At the end of the trial, on hearing the verdict, I collapsed, to the point where at least one close onlooker thought I had died. This was widely interpreted as being overwhelming relief that 'we had nailed one of the bastards at last'. In fact it was due to my personal analysis of what the evidence had shown coupled with a personal certainty that the men would be acquitted under Scots law.

It is simply because I am determined to establish the truth as to who did murder my daughter and why the flight was not protected at Heathrow that I feel bound to continue my "disgraceful" campaign.
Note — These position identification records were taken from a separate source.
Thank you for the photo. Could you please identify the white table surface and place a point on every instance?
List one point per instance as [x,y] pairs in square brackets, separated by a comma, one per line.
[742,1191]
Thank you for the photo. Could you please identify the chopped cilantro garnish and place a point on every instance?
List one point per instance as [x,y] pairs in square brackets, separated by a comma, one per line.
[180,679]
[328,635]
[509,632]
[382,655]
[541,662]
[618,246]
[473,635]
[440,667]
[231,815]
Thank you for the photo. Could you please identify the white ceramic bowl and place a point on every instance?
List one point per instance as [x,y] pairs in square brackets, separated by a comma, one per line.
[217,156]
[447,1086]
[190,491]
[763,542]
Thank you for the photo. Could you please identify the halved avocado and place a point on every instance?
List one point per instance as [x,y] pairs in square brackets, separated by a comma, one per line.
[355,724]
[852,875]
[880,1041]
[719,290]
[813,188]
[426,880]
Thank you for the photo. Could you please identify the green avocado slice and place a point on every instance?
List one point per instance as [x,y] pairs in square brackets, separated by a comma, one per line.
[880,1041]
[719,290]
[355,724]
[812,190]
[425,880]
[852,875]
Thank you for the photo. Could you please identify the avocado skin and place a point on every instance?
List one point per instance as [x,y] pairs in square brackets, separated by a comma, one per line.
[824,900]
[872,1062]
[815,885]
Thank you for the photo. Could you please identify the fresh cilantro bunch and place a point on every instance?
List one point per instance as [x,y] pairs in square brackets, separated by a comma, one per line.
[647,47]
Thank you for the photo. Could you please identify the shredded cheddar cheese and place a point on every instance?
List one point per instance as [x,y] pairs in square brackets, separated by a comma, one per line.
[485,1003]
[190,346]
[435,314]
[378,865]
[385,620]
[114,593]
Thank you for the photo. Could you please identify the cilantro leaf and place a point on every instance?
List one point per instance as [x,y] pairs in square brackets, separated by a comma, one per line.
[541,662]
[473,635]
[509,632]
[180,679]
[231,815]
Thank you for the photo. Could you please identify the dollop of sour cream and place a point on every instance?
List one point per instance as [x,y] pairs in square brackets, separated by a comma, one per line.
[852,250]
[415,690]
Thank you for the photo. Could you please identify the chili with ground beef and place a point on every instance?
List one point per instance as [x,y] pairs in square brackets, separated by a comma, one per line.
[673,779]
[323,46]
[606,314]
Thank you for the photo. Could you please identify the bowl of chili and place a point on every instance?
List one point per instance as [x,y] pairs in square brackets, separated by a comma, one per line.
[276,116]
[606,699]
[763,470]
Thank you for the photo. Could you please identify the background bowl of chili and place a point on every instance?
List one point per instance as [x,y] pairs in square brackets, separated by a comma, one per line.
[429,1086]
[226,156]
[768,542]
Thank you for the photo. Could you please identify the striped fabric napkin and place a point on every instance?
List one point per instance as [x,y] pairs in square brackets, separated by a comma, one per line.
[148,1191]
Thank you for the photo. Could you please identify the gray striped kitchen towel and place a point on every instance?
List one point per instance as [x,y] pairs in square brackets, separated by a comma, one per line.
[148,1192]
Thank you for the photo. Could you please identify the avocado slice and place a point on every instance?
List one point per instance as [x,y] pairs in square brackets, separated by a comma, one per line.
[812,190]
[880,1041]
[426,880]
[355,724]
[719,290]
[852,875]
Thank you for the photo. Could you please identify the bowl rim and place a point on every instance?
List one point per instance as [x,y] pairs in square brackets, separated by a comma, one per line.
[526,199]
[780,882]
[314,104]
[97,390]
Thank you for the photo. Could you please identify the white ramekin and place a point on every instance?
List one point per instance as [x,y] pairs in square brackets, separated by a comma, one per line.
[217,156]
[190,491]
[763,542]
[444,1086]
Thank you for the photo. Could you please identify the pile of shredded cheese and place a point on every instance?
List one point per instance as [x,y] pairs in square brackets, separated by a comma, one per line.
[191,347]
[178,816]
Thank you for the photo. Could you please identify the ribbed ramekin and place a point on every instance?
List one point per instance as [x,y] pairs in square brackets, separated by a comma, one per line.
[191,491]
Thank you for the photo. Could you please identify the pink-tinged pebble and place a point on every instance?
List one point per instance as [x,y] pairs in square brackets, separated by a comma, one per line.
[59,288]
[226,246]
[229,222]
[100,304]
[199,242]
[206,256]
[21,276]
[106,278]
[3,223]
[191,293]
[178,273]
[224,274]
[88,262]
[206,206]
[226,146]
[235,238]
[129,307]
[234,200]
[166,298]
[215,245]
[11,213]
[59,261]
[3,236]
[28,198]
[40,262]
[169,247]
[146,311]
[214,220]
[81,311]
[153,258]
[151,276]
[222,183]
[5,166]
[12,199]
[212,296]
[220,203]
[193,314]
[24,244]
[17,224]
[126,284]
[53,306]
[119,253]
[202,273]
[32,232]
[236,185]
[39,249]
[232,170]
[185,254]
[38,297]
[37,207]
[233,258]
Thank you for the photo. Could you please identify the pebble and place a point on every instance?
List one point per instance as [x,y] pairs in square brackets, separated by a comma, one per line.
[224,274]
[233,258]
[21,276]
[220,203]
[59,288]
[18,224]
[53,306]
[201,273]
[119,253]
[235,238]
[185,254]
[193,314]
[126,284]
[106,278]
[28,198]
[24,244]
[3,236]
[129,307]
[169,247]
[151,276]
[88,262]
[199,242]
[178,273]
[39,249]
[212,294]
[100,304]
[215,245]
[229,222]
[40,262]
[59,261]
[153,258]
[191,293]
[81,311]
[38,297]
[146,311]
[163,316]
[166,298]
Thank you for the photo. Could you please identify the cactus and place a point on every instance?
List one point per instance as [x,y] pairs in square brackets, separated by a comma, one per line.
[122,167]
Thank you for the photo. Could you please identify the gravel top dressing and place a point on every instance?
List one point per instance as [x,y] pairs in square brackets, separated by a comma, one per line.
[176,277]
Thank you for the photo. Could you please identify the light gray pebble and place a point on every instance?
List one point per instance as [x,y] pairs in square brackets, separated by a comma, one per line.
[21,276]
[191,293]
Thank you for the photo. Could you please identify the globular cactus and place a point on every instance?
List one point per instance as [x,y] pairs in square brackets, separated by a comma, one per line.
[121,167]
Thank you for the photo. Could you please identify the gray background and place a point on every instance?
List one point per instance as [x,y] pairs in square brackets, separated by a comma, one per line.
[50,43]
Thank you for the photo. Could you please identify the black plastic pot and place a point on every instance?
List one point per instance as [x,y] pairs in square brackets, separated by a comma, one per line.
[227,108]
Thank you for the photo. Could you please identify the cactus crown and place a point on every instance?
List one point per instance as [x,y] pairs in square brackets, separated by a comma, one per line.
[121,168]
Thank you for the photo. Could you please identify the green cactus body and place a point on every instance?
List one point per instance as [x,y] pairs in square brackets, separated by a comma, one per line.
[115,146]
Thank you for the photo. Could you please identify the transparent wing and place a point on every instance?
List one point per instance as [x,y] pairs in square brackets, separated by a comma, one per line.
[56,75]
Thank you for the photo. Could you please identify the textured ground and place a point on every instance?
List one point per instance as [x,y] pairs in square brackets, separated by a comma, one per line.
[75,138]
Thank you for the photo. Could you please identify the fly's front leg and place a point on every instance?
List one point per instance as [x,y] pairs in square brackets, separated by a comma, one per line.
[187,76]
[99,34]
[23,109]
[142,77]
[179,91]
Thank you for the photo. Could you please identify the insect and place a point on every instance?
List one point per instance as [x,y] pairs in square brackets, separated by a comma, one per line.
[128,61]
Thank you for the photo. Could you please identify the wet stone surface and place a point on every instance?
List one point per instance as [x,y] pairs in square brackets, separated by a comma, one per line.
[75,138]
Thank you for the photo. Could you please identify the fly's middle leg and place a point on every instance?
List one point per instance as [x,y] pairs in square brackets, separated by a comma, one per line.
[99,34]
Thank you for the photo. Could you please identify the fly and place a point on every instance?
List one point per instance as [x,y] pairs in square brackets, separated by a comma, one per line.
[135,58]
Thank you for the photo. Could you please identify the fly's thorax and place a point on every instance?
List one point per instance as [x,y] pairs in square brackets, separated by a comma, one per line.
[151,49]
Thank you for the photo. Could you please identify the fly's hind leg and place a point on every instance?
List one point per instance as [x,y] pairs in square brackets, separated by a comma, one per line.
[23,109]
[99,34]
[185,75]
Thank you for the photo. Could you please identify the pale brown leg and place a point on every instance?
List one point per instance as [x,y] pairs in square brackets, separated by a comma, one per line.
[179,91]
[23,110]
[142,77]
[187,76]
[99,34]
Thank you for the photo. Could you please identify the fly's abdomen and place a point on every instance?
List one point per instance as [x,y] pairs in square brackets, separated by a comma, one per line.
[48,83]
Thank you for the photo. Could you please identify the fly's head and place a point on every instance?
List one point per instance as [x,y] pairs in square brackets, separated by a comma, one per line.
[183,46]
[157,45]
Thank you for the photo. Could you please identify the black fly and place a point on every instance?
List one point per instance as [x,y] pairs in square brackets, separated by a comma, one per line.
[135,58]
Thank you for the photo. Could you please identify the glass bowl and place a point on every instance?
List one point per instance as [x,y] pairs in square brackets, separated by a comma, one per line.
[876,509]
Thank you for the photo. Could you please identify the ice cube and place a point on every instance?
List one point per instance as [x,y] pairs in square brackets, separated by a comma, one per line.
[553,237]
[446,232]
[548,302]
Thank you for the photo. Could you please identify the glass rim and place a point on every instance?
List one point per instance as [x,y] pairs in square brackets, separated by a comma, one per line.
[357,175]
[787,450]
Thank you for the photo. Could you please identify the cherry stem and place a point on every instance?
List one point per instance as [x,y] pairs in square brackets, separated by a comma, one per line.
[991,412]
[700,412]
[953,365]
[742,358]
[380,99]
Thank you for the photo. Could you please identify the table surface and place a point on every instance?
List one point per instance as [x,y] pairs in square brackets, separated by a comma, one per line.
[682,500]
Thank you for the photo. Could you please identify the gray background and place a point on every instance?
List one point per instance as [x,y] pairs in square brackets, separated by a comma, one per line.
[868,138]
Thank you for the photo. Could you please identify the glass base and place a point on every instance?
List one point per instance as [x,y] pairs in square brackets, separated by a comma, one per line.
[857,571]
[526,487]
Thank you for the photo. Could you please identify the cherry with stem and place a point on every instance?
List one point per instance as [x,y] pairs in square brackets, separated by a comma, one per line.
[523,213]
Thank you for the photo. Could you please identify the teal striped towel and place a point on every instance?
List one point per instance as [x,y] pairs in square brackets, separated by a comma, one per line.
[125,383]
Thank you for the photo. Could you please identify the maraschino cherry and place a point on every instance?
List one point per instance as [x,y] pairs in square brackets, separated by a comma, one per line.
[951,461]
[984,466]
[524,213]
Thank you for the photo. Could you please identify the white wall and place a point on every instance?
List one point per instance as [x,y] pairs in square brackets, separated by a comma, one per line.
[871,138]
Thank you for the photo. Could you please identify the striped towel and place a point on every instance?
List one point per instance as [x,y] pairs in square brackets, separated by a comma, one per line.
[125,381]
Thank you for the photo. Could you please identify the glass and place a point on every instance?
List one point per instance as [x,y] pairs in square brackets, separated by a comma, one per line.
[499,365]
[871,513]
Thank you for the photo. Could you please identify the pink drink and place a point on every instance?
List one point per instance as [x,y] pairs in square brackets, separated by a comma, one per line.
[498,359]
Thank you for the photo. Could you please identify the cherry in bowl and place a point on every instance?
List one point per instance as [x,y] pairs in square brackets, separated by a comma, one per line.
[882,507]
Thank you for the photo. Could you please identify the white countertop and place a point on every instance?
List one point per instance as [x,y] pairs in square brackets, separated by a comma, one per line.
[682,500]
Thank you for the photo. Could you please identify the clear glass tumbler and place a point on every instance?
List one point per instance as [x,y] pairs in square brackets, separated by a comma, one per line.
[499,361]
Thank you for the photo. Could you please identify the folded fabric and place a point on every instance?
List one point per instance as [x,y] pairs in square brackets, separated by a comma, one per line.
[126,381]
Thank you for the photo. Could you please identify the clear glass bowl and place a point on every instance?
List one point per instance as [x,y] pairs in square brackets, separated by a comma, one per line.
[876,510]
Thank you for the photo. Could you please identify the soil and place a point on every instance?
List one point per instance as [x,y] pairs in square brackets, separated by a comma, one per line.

It may be down to deficits in the way I have conducted that campaign that we have so far been unable to establish an objective forum, in Scotland or elsewhere, following the withdrawal of Megrahi's second appeal.

Where blame is being discussed, it may help to know that in a privileged interview with Scotland's Justice Secretary, immediately prior to Mr Megrahi's return to Libya I pleaded for his compassionate release.

In my belief that he should not have been found guilty and in knowledge of the lethal medical condition he carried (researched with one of the professionals involved in his case) and the misery that separation from his family was causing as his life ebbed away, it would have been profoundly wrong, in my view, to take any other position, even though it might make the search for the truth more difficult.

We should be proud that our criminal justice system does include provision for compassion.

I sincerely hope that this public expression of exasperation from US relatives will be seen in Scotland simply as a reminder, if one were needed, of the desperate misery that terrorist atrocities like Lockerbie inject into our communities, and profoundly wish that a genuine determination to establish the facts will settle the burden for all of us.

* I [Dr Swire] had inquiries from The Times of London at around 16.00 hours today, which clearly has already received a copy of the US Victims' letter to the Crown Office.